A partir de esto, la terapeuta afirma que uno de los objetivos que tiene la stiperpuntura es además de contribuir en la recuperación de los pacientes, crear conciencia acerca de lo mal que estamos los seres humanos en cuanto a la ingesta indiscriminada de remedios.

“Estamos bombardeados por farmacias y lo que hoy necesitamos es vencer a los medicamentos. Las enfermedades como la depresión no existen, es algo que está en la mente de las personas, entonces mostrarle a la gente eso a través de terapias como ésta es maravilloso”, cuenta.

Por último, la terapeuta comenta que la stiperpuntura podría definirse también como “una terapia muy sutil, amorosa e intensa” que ayuda a que la gente se vuelva más receptiva, logrando en ellas el apaciguamiento de los miedos y la apertura de la conciencia.

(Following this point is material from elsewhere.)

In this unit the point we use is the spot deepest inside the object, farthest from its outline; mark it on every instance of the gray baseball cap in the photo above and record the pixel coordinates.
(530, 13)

Además comenta que es un método que da pie para la unificación del ser humano en todos sus ámbitos (cuerpo, mente y espíritu) y que no se trata de algo mágico, sino solamente “es otro tipo de medicación”.

 

El procedimiento
La idea es que finalizada la sesión de stiperpuntura, la persona mantenga estas almohaditas fijas a su cuerpo (en la zona en que las dejó el terapeuta) con una cinta adhesiva especial para estos fines por lo menos durante 6 días.

Esta duración dependerá de la energía de la persona; si es carente de ella, puede que el cuerpo absorba inmediatamente el contenido del stiper, necesitando el cambio por uno nuevo.